Diario de los casi 40 años (14)

pizarrón

La imagen de hoy es anecdótica, casi diría que finísima. Es imposible escribir una entrada con esta anécdota tan mínima, tan insignificante, pero es justamente lo que pienso hacer. Quizás porque lo que hoy me ocurre tiene lugar en otro plano. Se encuentra más allá, en el fuera de campo de este diario. En el off de mi propia vida. Casi en los límites, en los bordes, en los recovecos más oscuros e inaccesibles de mi atolondrada cabeza. Hoy estoy entonces en modo unplugged, desconectado, desenchufado. Hoy me encuentro más que nunca en otro lado. Lejos de mí y de mi memoria (por ende de mi pasado, mi presente y mi futuro), lejos, muy lejos de este diario.

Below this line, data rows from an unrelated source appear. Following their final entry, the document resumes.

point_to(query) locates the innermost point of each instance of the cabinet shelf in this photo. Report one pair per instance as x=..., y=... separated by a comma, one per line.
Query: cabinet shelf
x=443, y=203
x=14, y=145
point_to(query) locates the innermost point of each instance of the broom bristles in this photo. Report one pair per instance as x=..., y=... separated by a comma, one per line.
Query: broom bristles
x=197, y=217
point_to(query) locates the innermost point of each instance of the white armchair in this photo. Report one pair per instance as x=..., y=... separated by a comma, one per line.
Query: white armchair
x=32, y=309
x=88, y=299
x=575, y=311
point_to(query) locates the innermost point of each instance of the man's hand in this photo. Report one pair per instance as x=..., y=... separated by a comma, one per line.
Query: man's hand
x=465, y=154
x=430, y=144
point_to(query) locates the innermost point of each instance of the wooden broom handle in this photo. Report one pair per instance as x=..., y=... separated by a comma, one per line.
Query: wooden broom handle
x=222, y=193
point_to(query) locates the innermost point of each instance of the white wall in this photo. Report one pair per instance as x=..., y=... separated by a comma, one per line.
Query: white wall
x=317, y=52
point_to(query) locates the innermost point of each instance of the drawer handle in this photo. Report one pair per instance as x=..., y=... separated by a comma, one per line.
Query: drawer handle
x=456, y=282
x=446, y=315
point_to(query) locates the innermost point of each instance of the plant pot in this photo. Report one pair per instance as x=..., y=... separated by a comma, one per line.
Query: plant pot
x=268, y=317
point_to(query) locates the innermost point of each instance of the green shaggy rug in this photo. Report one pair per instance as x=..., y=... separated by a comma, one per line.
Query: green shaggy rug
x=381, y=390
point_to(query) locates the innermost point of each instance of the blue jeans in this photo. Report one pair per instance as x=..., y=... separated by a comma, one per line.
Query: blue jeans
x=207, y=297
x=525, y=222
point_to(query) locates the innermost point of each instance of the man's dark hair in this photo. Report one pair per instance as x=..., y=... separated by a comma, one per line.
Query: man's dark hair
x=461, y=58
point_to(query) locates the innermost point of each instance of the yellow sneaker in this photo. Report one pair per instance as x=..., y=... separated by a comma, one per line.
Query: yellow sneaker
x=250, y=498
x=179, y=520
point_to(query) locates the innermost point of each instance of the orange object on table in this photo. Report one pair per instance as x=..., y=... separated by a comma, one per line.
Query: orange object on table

Noviembre de 1985. Última lección oral del año. Fin del ciclo lectivo. Se acaba para mí (se acabará para siempre, no pienso regresar nunca más a esa instancia aunque tenga que revivir mil vidas, cuántas veces soñé con que tenía que volver al colegio como el infierno más temido, el castigo más terrorífico, la noche más oscura de mi alma), el quinto grado división B. Nunca más quinto grado, un año en que recuerdo haber sufrido mucho, quizás porque me sentaba en el fondo y ya no comenzaba a ver lo que estaba escrito en el pizarrón (faltaba mucho tiempo aún para que usara anteojos, como ahora), o quizás simplemente porque estaba creciendo, ya tenía diez años e intuía de alguna manera un tanto profética, todo el quilombo que se avecinaba.

Como siempre me ocurría, esa vez fui llamado al frente, a rendir la lección. Un momento de alta tensión, de nerviosismo al mango. Ciencias naturales o algo similar, era el tipo de “saber” (las comillas indican claramente que considero que nunca, nunca, nunca, se enseñó algún tipo de saber en la escuela, este lugar es una matanza, un lugar al que solo se debe sobrevivir, la antesala de la fábrica, del desempleo, del purgatorio, del infierno, de la muerte), que estaba en juego. Aunque sufriendo (mi teoría es que en los años pares era un excelente estudiante y en los impares me desconectaba por completo y me iba a vivir una temporada en mi mundo interior, por lo que la escuela pasaba a no importarme para nada, y justamente aquel era uno de estos últimos años), logré aprobar la lección. Eso significaba el final del tortuoso quinto grado. Lo sabía. Vaya si estaba enterado. Lo sabía y lo festejé como tal. Aún hoy recuerdo el largo camino de regreso hacia el último asiento, bien a la derecha del aula, y el bailecito y el canto que me mandé de pura felicidad nomás. El problema fue que justamente este festejo disparó, sin quererlo, las risas burlonas de todos mis compañeros, (la maestra incluida), quienes me miraron instantáneamente y me señalaban con sus dedos índices acusadores y socarrones.

Nunca voy a olvidar esas miradas. Nunca voy a olvidar especialmente lo que produjeron en mí. El grado de vergüenza, de timidez, de cerrazón que esas risas y miradas generaron en mí. Inmediatamente me guardé y lo que era festejo hasta hace apenas un momento, pasó a ser un instante después el deseo de que me tragara la tierra, de devenir anónimo, pasar desapercibido frente a todos y todo.

Muchos años pasaron hasta que pudiera sacarme esa timidez de encima. Muchos años hasta que pudiera volver a ensayar otro bailecito y canto en público. De pura alegría, de gran felicidad nomás.

Un nene sensible, pensarán ustedes, lectores benévolos. Un maricón decadente desde pequeño, pensarán los otros, lectores ríspidos y aceitados.

Lo cierto es que aquella mínima anécdota fue otra de las escenas fundacionales de mi vida. Otro de los momentos que me marcaron como hierro candente. Y que me acicatearon para que, años después, mi vida cambiara por completo.